Con ciò intendo dire che un uomo che fosse malato, povero e privo di qualsiasi altro attributo che siamo soliti associare agli uomini di potere, e che avesse soltanto la facoltà di far compiere agli altri tutto ciò che desidera, sarebbe nonostante tutto e in un senso molto pratico e concreto l'uomo più potente del mondo.
Compreso questo aspetto essenziale della questione, risulta oltremodo evidente quale sia l'importanza che si dovrebbe attribuire al consenso. Nessuno può governare su nessun altro senza riscuoterlo, fermo restando che esistono differenti forme di potere e quindi differenti forme di consenso, e non sempre il potere che riscuote un consenso numericamente più ampio risulta anche essere quello più grande.
In questi termini non è affatto vero che siano i capi di governo delle varie nazioni ad essere le persone più potenti se ci sono delle dinamiche a cui sono costretti ad uniformarsi. In questo caso il potere maggiore sarà esercitato da coloro che sono nella posizione di poter manipolare quelle dinamiche.

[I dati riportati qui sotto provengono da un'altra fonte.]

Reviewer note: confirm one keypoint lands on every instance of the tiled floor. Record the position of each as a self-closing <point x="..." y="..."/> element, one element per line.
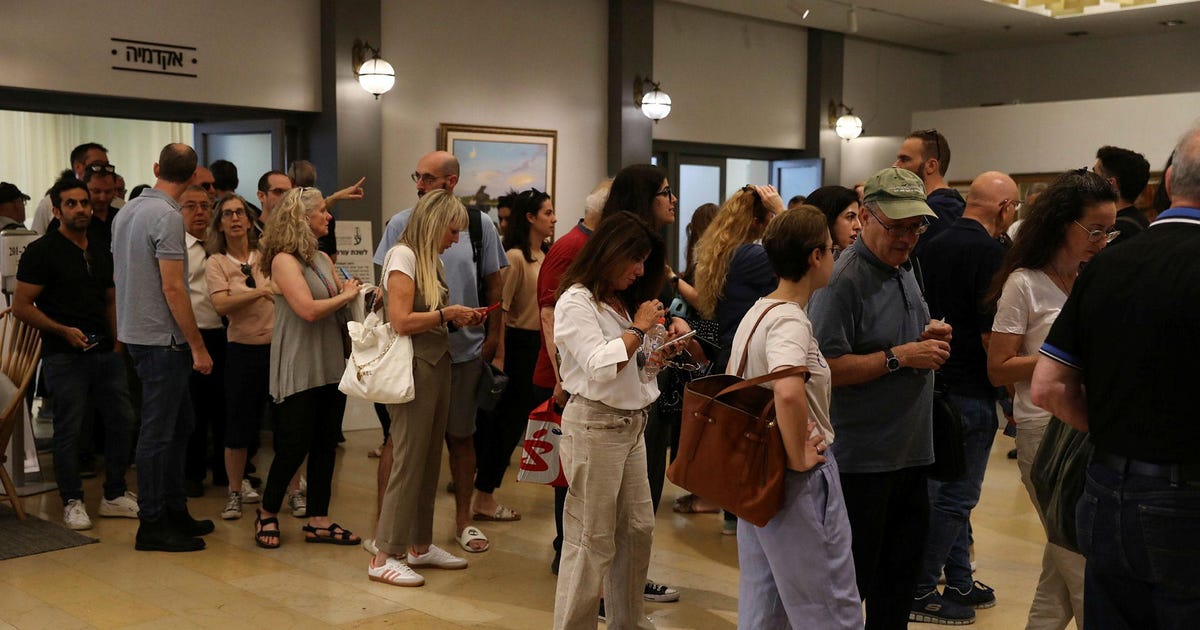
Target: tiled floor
<point x="235" y="585"/>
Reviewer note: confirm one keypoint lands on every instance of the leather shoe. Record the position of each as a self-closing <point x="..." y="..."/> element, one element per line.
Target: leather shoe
<point x="159" y="535"/>
<point x="183" y="522"/>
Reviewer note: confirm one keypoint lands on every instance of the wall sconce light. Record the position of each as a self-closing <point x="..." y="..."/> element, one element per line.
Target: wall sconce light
<point x="655" y="103"/>
<point x="847" y="126"/>
<point x="375" y="75"/>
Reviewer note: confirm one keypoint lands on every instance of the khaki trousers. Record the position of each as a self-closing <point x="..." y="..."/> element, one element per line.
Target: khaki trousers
<point x="418" y="429"/>
<point x="1060" y="593"/>
<point x="609" y="519"/>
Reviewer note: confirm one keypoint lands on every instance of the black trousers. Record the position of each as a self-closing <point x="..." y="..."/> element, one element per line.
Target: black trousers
<point x="205" y="448"/>
<point x="307" y="425"/>
<point x="888" y="519"/>
<point x="498" y="433"/>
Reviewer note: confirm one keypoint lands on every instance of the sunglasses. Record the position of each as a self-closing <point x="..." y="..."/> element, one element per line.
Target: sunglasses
<point x="250" y="277"/>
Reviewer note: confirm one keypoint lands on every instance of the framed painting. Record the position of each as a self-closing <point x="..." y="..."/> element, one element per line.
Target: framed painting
<point x="495" y="160"/>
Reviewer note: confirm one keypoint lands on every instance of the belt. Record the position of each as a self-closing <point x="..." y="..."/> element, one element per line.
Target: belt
<point x="1177" y="473"/>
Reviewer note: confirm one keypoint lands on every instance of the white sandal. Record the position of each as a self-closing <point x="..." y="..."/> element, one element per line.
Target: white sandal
<point x="471" y="534"/>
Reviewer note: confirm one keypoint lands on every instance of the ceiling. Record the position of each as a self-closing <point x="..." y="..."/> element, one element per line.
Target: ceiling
<point x="959" y="25"/>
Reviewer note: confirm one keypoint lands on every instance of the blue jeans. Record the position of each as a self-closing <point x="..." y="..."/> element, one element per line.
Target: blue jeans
<point x="167" y="421"/>
<point x="1140" y="538"/>
<point x="951" y="503"/>
<point x="81" y="384"/>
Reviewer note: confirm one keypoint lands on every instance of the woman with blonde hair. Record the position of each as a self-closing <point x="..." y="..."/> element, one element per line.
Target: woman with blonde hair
<point x="241" y="294"/>
<point x="415" y="297"/>
<point x="306" y="364"/>
<point x="732" y="269"/>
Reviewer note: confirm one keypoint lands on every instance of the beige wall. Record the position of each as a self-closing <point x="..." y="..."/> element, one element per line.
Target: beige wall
<point x="537" y="64"/>
<point x="263" y="53"/>
<point x="732" y="79"/>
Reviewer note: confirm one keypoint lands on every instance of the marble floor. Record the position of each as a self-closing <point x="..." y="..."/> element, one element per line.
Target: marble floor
<point x="235" y="585"/>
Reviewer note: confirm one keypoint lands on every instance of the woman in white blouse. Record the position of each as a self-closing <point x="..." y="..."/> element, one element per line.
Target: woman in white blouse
<point x="1069" y="223"/>
<point x="607" y="301"/>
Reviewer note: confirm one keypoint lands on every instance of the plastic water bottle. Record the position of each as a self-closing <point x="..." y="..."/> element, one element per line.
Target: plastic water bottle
<point x="654" y="339"/>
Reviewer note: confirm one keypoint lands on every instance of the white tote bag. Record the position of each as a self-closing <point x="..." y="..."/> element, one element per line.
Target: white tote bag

Quello che a questo punto mi interessa evidenziare è che se il consenso rappresenta il mezzo più veloce e sicuro per assurgere al potere, tre sono le vie principali attraverso le quali può essere acquisito.
La prima via è quella della paura, nel senso che la paura è un sentimento che si può diffondere e amplificare facilmente tra le persone, e che può essere altrettanto facilmente utilizzato per indirizzare il loro consenso verso uno specifico individuo: purché appaia l'unico in grado di scongiurare l'imminente pericolo.
La seconda via è quella dell'egoismo, nel senso che anche la cupidigia, la lussuria e il benessere sono sentimenti che al pari della paura si diffondono e si amplificano con estrema efficacia e velocità tra le persone. E proprio come avviene per la paura possono essere utilizzati per canalizzare un enorme consenso nei confronti di uno specifico individuo, purché sia in grado di apparire agli occhi del popolo come l'unico in grado di assicurare tali traguardi.
La terza via è quella della religione, che in sé racchiude le due precedenti. Questo perché la religione fa leva al tempo stesso su una delle paure più grandi, quella della morte, e su uno dei desideri più intensi, quello della vita eterna. Ed è evidente che chiunque sia ritenuto dalla popolazione come capace di alleviare l'una garantendo l'altra, avrà per le mani la chiave di un enorme e duraturo consenso.
Sono così giunto al punto cruciale del mio discorso.
Si deve sapere, infatti, che secondo alcune correnti di pensiero
Dio è semplicemente l'invenzione di alcuni uomini privi di scrupoli, che hanno intravisto in esso lo strumento necessario per farsi interlocutori credibili riguardo il delicato tema della morte e di ciò che ne è oltre.
Senza dubbio molte dinamiche storiche possono essere analizzate in questi termini, nel senso che effettivamente chi si è fatto portavoce di
Dio ha esercitato e continua ad esercitare un vasto potere.
Tuttavia l'intera questione è mal posta, nel senso che è tutto da dimostrare che queste persone siano state e siano tuttora individui privi di scrupoli intenti a fare i loro interessi.
Occorre essere sempre equilibrati nei giudizi e vedere anche le innumerevoli gesta che qualificano molte di queste persone come individui che hanno agito e continuano ad agire per il bene dei molti, soprattutto di quelli più deboli e sofferenti.
Ma ciò che mi preme maggiormente sottolineare è che a prescindere dal giudizio che si può avere delle varie istituzioni religiose, in nessun modo si può ritenere
Dio un'invenzione umana, dal momento che la sua nozione scaturisce da un preciso meccanismo del nostro sistema nervoso. Mi riferisco allo sfogo innato che si attiva automaticamente di fronte alle situazioni da cui ci sentiamo sopraffatti, e dal quale si origina la nostra idea di trascendenza.
In questi termini si può al massimo dire che ci siano stati individui che si sono serviti di questa idea di trascendenza per acquisire potere, ma non individui che l'abbiano concepita autonomamente e poi instillata negli altri.